Nanjing City, China, 20-23 October 2023
By Zhenghong Chen, ICHM Vice-President and China Regional Representative
The 6th Conference on the History of Chinese Meteorological Science and Technology was successfully held in Nanjing City, China in October 2023. This conference was organized by Professor Zhenghong Chen, Vice-President of ICHM and Regional Representative of China, and co-hosted by the China Meteorological Administration Training Centre (CMATC), the Committee for the History of China Meteorological Science and Technology, and Nanjing University of Information Science and Technology (NUIST). Under the background of addressing global climate change, the theme of the conference was “Research on Meteorological History and Communication of Meteorological Culture.” The conference promoted the dissemination of the history of meteorological technology and culture in Chinese universities and across diverse disciplines.

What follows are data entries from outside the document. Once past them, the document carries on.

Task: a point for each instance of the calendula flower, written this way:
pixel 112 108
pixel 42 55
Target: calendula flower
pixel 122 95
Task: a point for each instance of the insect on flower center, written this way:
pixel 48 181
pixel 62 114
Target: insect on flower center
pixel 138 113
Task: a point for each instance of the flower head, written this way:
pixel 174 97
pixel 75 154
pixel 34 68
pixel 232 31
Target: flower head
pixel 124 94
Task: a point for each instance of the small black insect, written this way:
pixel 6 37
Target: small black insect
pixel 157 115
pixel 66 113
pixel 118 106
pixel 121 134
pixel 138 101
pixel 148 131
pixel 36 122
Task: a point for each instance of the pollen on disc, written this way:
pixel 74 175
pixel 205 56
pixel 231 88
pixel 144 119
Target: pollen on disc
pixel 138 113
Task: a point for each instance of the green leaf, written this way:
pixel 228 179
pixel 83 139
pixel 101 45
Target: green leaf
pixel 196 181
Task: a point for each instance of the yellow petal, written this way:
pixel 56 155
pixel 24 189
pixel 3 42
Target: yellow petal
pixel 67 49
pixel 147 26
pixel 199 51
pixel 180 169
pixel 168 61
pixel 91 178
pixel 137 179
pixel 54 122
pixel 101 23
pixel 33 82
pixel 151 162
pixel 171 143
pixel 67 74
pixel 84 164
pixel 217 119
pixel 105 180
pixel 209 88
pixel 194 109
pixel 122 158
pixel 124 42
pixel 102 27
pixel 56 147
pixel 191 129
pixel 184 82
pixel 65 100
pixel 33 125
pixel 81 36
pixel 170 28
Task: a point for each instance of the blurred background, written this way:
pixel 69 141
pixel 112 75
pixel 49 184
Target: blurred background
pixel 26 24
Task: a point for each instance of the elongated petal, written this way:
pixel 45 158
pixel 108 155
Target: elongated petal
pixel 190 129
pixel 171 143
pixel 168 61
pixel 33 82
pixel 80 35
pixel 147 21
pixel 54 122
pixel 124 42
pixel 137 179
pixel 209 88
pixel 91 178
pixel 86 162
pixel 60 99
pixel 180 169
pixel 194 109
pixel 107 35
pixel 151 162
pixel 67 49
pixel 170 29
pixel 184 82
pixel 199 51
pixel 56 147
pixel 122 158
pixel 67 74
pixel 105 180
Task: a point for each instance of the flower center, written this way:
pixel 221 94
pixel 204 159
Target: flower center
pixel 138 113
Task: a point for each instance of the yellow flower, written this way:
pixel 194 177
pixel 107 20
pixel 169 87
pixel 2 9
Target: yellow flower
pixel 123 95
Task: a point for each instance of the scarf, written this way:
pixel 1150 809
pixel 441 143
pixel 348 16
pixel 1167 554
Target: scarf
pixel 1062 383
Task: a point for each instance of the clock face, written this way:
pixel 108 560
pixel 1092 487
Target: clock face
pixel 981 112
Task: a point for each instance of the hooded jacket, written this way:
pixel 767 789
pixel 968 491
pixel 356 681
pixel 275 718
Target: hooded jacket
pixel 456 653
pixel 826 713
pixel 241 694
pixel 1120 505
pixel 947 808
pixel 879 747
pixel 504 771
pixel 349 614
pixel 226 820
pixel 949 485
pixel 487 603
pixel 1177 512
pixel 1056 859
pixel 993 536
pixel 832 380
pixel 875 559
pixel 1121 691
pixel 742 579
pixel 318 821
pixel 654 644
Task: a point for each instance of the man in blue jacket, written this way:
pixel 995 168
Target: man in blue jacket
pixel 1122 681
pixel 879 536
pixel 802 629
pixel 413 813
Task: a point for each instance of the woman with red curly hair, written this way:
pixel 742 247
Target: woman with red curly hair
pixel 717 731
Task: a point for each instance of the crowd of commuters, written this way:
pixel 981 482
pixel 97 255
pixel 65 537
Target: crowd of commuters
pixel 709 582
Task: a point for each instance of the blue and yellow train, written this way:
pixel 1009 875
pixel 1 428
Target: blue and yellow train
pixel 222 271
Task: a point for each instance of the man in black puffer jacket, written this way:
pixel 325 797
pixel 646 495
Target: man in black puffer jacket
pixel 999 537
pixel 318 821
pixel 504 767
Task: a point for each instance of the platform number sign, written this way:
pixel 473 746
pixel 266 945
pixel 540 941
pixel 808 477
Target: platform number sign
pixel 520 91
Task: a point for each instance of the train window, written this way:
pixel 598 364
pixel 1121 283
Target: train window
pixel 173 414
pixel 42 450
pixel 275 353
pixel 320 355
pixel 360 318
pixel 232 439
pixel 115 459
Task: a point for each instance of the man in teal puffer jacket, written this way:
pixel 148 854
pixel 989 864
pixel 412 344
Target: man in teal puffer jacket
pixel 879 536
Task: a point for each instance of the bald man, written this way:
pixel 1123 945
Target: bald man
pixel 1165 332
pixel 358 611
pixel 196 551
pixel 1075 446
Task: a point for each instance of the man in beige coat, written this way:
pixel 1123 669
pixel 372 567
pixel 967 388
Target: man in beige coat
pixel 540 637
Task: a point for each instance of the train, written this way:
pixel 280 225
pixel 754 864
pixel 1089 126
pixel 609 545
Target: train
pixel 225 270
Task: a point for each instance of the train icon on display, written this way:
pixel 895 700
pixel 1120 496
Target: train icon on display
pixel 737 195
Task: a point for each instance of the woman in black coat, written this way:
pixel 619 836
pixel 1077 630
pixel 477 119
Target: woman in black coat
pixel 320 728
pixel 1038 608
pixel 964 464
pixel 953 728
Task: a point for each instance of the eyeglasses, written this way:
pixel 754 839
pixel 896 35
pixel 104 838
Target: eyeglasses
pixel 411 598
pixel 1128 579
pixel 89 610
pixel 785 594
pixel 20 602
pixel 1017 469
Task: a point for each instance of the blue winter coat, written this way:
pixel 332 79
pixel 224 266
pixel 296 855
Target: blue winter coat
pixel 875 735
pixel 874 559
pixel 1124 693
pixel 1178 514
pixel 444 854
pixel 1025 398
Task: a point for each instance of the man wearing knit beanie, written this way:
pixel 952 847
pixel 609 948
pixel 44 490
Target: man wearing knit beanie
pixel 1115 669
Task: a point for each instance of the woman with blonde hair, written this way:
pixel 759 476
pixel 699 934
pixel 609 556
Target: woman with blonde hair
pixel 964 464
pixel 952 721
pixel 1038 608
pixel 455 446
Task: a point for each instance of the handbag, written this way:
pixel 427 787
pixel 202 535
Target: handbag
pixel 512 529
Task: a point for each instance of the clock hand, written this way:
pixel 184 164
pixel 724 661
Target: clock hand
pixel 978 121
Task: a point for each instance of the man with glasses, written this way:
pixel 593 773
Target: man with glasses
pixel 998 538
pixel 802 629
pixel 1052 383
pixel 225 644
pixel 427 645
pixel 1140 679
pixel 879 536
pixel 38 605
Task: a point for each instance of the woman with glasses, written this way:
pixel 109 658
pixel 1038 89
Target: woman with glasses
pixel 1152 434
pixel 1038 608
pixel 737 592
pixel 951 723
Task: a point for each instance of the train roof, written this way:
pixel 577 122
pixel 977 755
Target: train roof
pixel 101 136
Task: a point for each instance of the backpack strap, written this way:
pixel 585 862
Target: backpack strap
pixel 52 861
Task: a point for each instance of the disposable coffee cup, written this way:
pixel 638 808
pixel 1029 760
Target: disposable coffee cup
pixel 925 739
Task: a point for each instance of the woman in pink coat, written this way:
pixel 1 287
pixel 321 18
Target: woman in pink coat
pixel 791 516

Professor Li Beiqun, President of NUIST, Professor Sun Xiaochun, President of the Chinese Society for the History of Science and Technology, Professor Xu Xiaofeng, Former Deputy Administrator of China Meteorological Administration, and President of the China Meteorological Service Association, Professor Yu Yubin, President of the CMATC, and Professor Zhenghong Chen, as Vice-President and China Regional Representative of ICHM, opened the conference.

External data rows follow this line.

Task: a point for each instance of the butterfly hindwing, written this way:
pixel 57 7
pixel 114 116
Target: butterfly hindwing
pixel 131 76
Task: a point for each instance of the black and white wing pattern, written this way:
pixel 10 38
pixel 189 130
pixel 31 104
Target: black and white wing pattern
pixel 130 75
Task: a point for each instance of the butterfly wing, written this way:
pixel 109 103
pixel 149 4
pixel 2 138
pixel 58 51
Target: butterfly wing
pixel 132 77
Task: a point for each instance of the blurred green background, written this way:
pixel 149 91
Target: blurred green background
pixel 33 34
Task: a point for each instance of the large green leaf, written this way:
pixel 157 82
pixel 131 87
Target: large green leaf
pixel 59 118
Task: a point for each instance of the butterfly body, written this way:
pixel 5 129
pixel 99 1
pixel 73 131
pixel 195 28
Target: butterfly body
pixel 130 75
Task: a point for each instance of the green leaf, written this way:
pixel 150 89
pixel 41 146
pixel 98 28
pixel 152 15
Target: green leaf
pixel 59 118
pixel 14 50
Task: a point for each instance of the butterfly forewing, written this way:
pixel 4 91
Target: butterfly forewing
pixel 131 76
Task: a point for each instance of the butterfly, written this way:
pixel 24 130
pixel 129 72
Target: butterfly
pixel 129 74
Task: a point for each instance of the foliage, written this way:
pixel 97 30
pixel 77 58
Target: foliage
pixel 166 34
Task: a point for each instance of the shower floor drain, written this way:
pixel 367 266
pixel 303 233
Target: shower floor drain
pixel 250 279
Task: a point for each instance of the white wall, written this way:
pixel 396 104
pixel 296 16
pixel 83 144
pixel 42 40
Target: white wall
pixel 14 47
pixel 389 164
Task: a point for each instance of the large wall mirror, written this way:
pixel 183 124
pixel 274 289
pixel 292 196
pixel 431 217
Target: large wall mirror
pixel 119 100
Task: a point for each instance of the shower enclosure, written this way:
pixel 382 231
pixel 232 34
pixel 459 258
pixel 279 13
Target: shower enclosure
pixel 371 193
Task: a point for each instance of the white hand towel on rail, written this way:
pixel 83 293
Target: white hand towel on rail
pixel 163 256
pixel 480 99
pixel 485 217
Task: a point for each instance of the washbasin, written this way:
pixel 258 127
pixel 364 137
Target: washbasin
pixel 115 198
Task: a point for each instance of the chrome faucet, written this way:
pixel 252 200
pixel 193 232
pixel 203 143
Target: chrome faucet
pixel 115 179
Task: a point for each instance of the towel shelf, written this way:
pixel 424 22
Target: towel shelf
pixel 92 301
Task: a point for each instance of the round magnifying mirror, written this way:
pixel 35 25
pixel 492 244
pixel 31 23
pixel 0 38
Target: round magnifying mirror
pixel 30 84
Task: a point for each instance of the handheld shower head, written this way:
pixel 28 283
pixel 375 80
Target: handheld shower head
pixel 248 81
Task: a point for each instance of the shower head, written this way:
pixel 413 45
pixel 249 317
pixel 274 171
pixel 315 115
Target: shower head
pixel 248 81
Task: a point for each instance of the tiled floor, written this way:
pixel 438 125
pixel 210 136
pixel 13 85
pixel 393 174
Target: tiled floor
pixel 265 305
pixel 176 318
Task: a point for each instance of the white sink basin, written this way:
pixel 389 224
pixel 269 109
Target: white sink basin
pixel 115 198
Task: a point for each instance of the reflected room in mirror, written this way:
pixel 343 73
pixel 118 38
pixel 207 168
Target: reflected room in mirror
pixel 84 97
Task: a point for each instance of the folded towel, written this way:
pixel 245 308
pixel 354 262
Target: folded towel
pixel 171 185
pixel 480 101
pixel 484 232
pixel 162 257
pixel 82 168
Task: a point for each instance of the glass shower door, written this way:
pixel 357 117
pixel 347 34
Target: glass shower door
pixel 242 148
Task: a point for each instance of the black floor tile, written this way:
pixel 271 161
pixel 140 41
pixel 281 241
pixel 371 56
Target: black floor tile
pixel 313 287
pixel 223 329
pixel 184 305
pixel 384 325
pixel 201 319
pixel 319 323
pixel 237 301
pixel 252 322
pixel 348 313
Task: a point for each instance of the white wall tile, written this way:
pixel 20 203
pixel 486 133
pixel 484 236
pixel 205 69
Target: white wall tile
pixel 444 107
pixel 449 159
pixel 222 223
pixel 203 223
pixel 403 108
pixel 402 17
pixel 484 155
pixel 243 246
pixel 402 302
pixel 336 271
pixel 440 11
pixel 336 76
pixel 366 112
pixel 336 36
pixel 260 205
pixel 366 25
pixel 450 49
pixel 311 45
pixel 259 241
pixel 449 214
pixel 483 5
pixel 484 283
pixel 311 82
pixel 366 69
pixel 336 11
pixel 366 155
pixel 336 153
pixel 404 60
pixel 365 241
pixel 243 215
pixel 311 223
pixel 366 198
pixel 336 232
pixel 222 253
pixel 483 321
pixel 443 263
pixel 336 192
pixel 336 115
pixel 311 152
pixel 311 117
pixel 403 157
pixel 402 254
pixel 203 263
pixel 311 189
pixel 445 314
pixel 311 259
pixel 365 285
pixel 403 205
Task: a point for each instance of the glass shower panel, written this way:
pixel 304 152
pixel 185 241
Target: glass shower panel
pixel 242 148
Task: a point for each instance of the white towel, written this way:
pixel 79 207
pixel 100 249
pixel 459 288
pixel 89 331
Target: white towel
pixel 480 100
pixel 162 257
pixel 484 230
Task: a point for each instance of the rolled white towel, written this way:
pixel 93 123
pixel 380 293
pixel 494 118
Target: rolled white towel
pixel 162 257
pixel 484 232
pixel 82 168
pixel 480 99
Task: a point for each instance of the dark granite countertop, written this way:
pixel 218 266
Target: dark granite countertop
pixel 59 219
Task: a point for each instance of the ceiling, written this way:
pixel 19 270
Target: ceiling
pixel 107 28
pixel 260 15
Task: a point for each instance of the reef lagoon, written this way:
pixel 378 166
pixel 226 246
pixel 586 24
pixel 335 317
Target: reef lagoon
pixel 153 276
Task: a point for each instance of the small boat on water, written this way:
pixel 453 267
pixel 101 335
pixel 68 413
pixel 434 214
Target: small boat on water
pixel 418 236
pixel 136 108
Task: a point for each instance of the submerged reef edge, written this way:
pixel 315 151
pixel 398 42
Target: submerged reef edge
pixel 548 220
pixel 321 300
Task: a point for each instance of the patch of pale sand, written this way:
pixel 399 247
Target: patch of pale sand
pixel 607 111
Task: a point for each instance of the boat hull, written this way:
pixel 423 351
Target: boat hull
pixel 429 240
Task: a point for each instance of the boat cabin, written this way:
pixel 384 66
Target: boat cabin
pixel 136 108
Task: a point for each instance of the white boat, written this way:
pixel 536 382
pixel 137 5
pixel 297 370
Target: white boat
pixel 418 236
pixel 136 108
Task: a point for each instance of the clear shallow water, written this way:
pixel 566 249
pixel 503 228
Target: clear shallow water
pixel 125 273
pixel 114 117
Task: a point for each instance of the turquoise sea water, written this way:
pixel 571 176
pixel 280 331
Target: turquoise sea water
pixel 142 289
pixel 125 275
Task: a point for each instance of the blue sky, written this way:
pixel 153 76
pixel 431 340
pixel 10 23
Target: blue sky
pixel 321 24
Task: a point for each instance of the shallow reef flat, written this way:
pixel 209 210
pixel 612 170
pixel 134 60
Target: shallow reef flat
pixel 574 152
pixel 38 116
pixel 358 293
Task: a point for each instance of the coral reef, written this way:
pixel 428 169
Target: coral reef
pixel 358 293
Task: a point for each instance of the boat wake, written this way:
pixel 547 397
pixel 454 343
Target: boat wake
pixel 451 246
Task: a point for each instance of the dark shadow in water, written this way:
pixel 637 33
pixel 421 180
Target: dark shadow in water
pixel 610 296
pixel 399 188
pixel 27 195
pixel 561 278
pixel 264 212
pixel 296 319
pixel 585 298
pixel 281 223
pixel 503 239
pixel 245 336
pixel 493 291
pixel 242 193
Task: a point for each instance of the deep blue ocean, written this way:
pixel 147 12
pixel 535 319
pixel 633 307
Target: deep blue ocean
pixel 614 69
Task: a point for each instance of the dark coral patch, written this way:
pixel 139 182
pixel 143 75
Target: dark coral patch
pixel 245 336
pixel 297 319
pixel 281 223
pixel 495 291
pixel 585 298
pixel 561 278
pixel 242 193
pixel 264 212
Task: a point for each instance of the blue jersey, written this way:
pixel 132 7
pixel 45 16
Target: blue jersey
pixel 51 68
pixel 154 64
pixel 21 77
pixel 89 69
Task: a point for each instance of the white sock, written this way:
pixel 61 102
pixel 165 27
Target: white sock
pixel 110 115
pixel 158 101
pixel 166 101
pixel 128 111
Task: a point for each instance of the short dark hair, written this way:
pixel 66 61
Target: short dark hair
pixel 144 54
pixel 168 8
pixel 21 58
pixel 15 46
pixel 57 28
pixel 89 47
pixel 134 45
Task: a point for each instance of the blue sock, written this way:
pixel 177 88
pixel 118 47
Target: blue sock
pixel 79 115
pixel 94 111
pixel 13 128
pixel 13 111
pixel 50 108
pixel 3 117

In their opening talks, they pointed out the importance of studying the history of meteorological science and technology from the strategic perspective of the development and innovation of China’s meteorological industry and atmospheric disciplines. They emphasized the role of meteorological science and technology in different fields, including its value in weather science education for the public. In the future, they highlighted, nationwide cooperation should be further strengthened to promote the history of meteorological science and technologies.

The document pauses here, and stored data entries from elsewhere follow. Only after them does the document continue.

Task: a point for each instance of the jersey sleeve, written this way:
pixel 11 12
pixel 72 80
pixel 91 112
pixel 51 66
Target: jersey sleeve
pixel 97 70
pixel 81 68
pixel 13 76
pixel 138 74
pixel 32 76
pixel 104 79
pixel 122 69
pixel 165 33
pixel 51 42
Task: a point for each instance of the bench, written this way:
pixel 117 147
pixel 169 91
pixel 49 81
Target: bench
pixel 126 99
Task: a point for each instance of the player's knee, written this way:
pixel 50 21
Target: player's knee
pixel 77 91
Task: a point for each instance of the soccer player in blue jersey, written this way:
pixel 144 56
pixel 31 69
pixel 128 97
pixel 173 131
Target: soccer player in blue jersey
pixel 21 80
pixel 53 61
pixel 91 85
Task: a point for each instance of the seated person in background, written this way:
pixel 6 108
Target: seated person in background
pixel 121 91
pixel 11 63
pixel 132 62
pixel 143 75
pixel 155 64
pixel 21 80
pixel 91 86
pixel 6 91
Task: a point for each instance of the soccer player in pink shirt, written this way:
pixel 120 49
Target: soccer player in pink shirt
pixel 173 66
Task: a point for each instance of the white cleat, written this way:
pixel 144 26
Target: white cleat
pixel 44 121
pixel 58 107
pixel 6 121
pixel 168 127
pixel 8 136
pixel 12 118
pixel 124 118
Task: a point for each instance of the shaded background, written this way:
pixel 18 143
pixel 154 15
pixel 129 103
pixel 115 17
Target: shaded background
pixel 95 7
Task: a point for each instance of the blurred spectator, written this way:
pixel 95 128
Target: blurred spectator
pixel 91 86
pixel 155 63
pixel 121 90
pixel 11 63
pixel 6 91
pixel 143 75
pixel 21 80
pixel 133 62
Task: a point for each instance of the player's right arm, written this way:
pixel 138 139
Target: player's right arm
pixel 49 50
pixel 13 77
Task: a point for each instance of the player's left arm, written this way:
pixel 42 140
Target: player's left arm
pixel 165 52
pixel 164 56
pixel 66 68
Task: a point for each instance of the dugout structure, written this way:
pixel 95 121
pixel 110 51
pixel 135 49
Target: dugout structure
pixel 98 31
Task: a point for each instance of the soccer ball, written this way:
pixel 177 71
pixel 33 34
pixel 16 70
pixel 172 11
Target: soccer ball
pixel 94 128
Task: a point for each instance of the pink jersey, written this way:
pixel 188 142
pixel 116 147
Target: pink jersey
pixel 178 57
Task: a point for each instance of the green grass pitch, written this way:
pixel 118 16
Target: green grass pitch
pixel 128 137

Professor Zhenghong Chen also delivered a speech on behalf of ICHM and the Co-Presidents, Fiona Williamson and Martin Mahony, to introduce ICHM to the audience and to invite more Chinese scholars to join ICHM. It is important, he noted, for ICHM to continue to support meteorological history in countries around the world, including China, in conducting meteorological history and related research.
The conference participants held lively discussions on ten topics, including “Meteorological Technology and Social Civilization Evolution”; the “History of Climate Change and Meteorological Disasters”; “Phenology and Life History”; “Protection of Meteorological Cultural Heritage”, and the “History of Various Branches of Atmospheric Science”. More than 130 experts and scholars from 28 universities and meteorological bureaus across China participated in this conference. Participants expressed that the conference had opened up new ideas for meteorological research and provided a rare learning and exchange platform on how to organically integrate local history and humanities with meteorological and technological history. Overall, the conference enabled the successful presentation of the latest achievements in the historiography of Chinese meteorology and related research fields in recent years, revealing the relationship between meteorology and climate change and various aspects of human production, life, culture, environment, and national governance, demonstrating that meteorological history has become a new growth area in the field of scientific and technological history research. The conference also received airtime in Chinese national mainstream media including People’s Daily, China Daily, and China Meteorological News.
In the first Symposium/conference on the History of Meteorological Science and Technology in China was organized by Professor Zhenghong Chen in 2013. In the past decade, it has become a biennial event. This reflects the important position of meteorological, scientific and technological history in China, and demonstrates its huge popularity, with a large number of experts and scholars from universities, institutes, and meteorological bureaus joining the research to undertake and promote historical research in the field.